When the container ship Ever Given blocked the Suez Canal for six days earlier this year, its impact rippled through the global economy.
Almost 370 ships carrying more than $10 billion worth of goods stood idle, waiting for one of the world’s most important trading routes to clear.
The Ever Given caused global shipping chaos when it got stuck in the Suez Canal. It’s impact on inflation is still being felt.Credit:Suez Canal Authority via AP
Seven months on, the Suez is clear but the issues highlighted by the Ever Given continue to ripple around the global economy. At 11.30am on Wednesday, some of those ripples hit the shores of Australia with underlying inflation reaching a six-year high of 2.1 per cent.
The Reserve Bank watches underlying inflation closely because it excludes one-off factors that might drive up (or drive down) consumer prices.
The 0.7 per cent quarterly increase came as a major surprise. Markets responded by pushing up the Australian dollar to well beyond US75c while bond rates also moved sharply on anticipation that inflation is back.
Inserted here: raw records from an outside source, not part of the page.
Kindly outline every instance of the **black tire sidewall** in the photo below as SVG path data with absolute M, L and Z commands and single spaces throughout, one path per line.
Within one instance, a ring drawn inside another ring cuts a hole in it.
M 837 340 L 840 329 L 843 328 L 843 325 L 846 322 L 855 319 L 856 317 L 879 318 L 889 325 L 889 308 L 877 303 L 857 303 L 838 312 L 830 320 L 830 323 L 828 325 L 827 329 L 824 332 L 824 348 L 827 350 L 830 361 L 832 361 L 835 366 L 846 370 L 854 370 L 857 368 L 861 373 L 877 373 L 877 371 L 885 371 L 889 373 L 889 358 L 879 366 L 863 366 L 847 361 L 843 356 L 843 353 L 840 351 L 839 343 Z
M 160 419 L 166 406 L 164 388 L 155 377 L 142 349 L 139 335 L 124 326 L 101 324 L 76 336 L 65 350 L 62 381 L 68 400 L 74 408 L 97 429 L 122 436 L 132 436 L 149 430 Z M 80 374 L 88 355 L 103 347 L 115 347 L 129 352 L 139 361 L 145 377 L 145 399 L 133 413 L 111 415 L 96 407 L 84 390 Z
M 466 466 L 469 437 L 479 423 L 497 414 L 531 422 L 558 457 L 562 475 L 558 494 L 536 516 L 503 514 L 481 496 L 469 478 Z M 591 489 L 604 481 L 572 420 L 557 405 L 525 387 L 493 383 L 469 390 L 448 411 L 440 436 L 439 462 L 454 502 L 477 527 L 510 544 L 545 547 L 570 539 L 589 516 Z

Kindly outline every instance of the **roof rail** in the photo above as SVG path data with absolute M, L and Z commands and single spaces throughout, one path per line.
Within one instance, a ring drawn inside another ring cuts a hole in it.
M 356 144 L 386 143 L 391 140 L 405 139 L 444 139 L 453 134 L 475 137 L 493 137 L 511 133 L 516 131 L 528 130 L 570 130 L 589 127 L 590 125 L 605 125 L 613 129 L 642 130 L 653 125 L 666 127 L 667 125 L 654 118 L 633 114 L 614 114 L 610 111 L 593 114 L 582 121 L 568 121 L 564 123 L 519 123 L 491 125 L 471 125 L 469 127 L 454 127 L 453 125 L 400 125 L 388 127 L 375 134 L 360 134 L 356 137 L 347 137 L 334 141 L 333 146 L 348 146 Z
The figures have intensified a fight growing in monetary policy circles – whether the world is seeing a transitory lift in inflation, attributable to one-off events like the Ever Given, or a sustained inflationary pulse that will soon require a lift in official interest rates.
At stake is the future facing millions of mortgage holders, hundreds of thousands of businesses and the people they employ.
If the lift in prices was transitory, the RBA can argue the case that given a little more time, pressures will abate. The world’s manufacturers will catch up with demand, shipping companies will get their products out of the containers and onto the shelves of retailers, and workers will return to their employers.
These are all key parts to the team transitory. Once the economy returns to “normal”, inflation will calm down.
The figures released by the ABS can support the transitory view. Run-away house building costs will edge down as demand slips, people will run out of things to put in their home offices and OPEC members will increase production enough to stop further increases in petrol prices.
But the same figures give succour to team sustained. These are the people (many of whom are investors pricing in interest rate rises from the middle of next year) who reckon inflation is here to stay.
Record low interest rates will only encourage more housing construction, especially once migrants start to return to Australia and find they need a place to live.
As almost every nation in the world has found, businesses will have to start paying people more to get them back to work. Higher wage growth is the Reserve Bank’s stated aim, a reason why it has such low interest rates.
People, and businesses, have saved so much money over the past 18 months that as it is spent it will keep inflation higher rather than lower. The supply chain issues that have your Christmas presents stuck on a wharf in Sydney or Melbourne aren’t going to be resolved any time soon.
The RBA’s stated position is clear. The bank “will not increase the cash rate until actual inflation is sustainably within the 2 to 3 per cent target range. The central scenario for the economy is that this condition will not be met before 2024”.
But financial markets have the bank increasing rates by the middle of next year – maybe just after the federal election.
The last time the cash rate was increased, Julia Gillard was Prime Minister, Taylor Swift had an album at number one on the charts (Speak Now), and Collingwood had (finally) won another AFL flag.
It seems a lifetime ago, just like the Ever Given.